If you want to know what we’d like to see, read what we’ve already published. If you can’t bring yourself to read the magazine, at least take a look at what we’ve published on the web sites: either the current web site— 

 https://stupefyingstories.blogspot.com/search/label/Showcase

 Or the original SHOWCASE site:

http://stupefyingstoriesshowcase.com/

There are hundreds of stories out there, all free to read for the effort of a click. If you want to know what we’d like to buy, read what we’ve already bought.

 

AF: What’s up next in the life journey of Bruce Bethke?

BB: That, Ms. Fawns, is an excellent question. It’s been fifteen months since Karen lost her battle with cancer; fifteen months, and I’m still cleaning up the wreckage left behind by the passing of Tropical Storm Karen. We have the content for three more issues of Stupefying Stories already under contract and in production, and about three months’ worth of SHOWCASE stories ready to run on the website. After that…

 

When we first launched Stupefying Stories, all those years ago, it was with the idea that we would use the attention people wanted to pay to me, because of “Cyberpunk” and Headcrash and all that stuff I did back in the 1980s and 1990s, to encourage them to pay attention to newer and younger writers who are writing great stuff now. We’ve had some notable success in that regard. Karen was always really proud of the number of writers who got their start with us, who then went on to become either regular contributors to the pro magazines or successful novelists, or both. There are even a few major award-winning writers out there now, who got their start by writing for us.

 

But truthfully, the longer we continue, the harder it becomes to get anyone to pay attention to the short fiction we’re publishing. I’ve been happy to do this interview and to go on at length in some of my answers because it’s become so rare for people to want to ask me questions about Stupefying Stories. Nine times out of ten, no matter how an interview begins, it always ends up coming around to “Cyberpunk,” as if there is some secret waiting there to be revealed, and they too can become famous, if only they can persuade me to disclose it.

 

So what’s next? I don’t know.

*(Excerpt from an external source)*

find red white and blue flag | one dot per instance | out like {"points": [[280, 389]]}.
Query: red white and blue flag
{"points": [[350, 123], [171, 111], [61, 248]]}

Maybe it’s time to admit defeat, and resign myself to becoming that elder windbag spokesman of cyberpunk so many people seem to want me to be. Or maybe it’s time to take my own advice, stuff this identity into a storage unit, and reinvent myself as someone else. Or maybe…

 

I don’t know. I just don’t know. 

https://stupefyingstories.blogspot.com/2023/01/happy-anniversary.html

At the moment, it’s kind of hard to figure out an encore that’s good enough to follow that.